At the very beginning.  Don’t overlook how a patient is referred to you.  Even with disruption in our current system, referrals are still a standard.  From my experience there are four main ways your practice might receive referral:

  1. New prescription from their Physician
  2. Follow-up appointment with your office turns into a recommendation for a new prescription
  3. Word of mouth – a friend refers the to your facility
  4. Referral from other medical professionals (PT, OT, PA etc.)  

From there you want to keep moving through each step.  It is helpful to have everyone on your team involved in defining your ideal workflow. For example, while billers are not typically involved in the initial stages of the patient care workflow – everything that is done during this time has a direct impact on their role.  Same for fabrication.  You may find out that the current way fabrication is initiated causes the technicians 30 minutes of research before they can begin their job. 
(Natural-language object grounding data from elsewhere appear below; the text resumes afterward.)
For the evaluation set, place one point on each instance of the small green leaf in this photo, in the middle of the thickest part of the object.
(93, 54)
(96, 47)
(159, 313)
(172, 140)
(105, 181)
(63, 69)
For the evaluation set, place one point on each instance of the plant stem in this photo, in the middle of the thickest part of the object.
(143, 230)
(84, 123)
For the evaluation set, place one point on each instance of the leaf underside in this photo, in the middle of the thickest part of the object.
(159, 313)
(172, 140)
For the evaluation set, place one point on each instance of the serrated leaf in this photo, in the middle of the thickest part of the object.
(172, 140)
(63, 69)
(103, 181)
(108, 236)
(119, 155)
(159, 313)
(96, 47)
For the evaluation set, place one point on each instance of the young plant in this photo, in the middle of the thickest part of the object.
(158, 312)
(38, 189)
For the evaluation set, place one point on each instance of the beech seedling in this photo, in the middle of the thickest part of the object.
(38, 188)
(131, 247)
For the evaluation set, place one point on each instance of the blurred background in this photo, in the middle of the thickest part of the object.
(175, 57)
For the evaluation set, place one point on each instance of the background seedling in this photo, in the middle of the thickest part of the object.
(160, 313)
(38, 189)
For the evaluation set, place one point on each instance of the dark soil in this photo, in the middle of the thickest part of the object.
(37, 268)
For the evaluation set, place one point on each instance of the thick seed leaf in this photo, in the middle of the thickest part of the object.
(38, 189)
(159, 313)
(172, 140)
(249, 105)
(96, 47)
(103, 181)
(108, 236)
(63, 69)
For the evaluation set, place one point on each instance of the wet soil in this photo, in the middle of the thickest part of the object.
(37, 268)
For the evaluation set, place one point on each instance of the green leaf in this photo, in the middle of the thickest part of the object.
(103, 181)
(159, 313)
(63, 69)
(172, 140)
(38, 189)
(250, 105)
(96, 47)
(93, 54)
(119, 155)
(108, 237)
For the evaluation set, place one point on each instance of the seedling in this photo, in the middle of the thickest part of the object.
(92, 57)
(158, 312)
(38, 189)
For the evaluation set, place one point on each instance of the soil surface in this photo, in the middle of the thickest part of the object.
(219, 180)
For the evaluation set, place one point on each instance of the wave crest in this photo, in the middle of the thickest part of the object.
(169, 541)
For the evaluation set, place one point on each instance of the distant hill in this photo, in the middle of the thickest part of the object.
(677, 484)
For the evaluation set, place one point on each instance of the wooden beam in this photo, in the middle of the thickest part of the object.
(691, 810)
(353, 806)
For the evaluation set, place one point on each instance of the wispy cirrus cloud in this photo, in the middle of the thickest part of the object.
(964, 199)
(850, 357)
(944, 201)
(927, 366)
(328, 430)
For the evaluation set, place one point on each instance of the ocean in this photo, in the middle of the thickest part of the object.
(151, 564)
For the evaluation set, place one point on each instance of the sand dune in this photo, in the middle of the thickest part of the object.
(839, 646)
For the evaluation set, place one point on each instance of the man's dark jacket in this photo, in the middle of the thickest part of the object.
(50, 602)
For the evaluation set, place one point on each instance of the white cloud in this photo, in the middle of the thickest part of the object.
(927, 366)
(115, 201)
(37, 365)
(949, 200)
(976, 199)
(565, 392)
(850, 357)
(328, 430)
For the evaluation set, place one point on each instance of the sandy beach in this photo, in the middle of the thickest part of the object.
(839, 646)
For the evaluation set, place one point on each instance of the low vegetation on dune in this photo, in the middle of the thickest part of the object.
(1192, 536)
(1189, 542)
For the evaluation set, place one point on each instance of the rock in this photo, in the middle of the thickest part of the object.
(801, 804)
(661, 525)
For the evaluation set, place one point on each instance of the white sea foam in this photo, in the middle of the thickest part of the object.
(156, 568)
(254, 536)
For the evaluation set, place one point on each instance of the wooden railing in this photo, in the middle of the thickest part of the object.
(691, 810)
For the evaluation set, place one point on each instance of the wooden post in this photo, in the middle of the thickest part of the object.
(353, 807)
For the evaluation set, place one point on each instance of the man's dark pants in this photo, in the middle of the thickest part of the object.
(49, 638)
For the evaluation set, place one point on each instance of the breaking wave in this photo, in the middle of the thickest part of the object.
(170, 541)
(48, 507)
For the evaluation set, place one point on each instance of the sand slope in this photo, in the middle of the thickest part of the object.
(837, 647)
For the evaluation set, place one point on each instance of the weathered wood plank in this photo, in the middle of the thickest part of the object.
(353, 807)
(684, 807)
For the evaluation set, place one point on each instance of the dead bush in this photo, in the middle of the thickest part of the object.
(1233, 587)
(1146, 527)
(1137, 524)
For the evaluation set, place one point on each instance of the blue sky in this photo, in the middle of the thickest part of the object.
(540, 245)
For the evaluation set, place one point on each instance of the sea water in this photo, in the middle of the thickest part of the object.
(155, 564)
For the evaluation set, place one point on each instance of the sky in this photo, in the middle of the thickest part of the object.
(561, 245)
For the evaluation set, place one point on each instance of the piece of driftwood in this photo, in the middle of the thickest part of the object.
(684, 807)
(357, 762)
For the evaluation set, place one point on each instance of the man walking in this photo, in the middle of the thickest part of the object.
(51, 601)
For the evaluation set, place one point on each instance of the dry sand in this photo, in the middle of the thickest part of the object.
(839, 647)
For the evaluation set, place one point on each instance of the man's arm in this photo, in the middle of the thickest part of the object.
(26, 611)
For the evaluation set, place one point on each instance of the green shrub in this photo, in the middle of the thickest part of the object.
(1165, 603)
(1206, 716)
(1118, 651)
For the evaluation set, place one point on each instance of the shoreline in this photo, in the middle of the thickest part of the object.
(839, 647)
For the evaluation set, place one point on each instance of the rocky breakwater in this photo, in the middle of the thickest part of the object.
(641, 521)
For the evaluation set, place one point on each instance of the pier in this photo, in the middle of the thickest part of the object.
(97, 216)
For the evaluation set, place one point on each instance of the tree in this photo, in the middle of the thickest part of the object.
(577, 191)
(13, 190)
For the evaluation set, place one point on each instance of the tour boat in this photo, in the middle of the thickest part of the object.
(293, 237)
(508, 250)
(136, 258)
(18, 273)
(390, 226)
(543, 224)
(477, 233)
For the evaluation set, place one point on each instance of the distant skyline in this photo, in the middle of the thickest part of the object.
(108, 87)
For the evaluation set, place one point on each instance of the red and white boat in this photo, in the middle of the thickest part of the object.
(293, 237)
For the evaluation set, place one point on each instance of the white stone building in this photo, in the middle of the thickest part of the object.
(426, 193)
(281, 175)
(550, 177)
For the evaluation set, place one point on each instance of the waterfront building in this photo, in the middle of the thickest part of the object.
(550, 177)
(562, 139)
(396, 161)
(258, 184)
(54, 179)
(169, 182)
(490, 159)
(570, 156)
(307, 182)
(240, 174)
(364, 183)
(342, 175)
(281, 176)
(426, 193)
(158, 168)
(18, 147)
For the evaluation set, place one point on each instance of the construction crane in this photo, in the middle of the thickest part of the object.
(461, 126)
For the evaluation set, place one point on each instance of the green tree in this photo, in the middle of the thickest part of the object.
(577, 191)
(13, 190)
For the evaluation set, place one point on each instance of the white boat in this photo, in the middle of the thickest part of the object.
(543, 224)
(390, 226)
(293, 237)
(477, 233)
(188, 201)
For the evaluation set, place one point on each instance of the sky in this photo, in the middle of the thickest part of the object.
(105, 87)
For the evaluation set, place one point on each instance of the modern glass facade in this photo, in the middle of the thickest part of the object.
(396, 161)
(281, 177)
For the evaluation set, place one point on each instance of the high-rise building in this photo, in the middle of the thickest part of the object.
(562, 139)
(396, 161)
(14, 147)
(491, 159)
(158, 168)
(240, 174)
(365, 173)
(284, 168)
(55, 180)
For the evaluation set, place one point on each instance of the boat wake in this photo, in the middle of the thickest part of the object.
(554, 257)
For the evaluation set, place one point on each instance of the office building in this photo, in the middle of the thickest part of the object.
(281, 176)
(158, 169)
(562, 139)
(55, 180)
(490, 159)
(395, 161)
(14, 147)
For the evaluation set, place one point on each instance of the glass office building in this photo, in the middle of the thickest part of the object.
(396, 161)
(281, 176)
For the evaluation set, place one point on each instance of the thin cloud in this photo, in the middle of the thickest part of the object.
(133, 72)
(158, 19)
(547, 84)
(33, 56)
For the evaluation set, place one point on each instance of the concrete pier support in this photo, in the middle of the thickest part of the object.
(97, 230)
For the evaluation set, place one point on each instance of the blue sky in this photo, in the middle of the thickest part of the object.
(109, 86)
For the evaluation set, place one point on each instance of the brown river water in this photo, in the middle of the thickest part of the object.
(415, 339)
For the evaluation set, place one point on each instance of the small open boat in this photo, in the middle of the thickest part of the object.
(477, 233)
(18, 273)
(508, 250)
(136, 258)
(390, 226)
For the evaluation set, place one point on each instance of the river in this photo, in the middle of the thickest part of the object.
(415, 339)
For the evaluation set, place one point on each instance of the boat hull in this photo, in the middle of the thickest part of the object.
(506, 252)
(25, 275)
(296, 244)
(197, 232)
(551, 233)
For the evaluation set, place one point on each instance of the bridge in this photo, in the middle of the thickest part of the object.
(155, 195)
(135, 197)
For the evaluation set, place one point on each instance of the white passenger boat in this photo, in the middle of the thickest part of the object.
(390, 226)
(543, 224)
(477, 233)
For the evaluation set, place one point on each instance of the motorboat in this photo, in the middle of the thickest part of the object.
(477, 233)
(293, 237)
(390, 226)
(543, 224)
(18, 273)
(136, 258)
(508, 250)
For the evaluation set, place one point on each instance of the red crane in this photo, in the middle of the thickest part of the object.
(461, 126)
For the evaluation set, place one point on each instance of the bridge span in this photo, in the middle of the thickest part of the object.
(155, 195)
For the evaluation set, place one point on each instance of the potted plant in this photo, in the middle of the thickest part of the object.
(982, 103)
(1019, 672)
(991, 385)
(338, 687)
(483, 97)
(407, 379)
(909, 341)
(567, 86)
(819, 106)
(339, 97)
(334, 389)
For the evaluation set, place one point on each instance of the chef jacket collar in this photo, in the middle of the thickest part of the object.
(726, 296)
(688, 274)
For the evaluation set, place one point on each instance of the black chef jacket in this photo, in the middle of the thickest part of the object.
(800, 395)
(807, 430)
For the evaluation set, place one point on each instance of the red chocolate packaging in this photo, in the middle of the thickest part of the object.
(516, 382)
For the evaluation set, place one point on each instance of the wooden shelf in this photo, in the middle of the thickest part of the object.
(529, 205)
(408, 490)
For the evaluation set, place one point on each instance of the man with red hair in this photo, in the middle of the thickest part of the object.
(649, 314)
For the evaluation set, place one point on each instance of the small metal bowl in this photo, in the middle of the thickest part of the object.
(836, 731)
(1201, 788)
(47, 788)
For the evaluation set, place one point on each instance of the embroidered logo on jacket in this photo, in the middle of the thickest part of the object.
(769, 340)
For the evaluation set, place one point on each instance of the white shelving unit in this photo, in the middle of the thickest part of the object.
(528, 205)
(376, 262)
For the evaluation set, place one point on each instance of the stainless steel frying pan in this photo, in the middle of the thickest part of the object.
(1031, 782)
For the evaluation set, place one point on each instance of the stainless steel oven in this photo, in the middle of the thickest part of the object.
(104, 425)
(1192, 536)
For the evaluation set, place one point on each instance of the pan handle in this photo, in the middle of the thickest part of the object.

Once you have mapped out your patient care workflow from Pre-Visit Contact to Delivery, you should document who performs each task.  This will help everyone to have complete clarity on their roles and how their role impacts the next person in the workflow.  This is also where we bake in accountability; roles and tasks are visible to and for everyone.

Lastly, what are the various programs or tools being used to support your workflow?  Everyone should document what tools they are using and for what task.  How much replication or duplication is occurring?  How can your team simplify this? 

Working on patient care workflow can save owners and team members from spending countless hours in communication mishaps and fighting billing errors.  Additionally, having a seamless workflow creates a fluid patient experience.  By completing this effort, your team has a clear direction on their roles and responsibilities; allowing business owners the ability to focus on business development – even during uncertain times.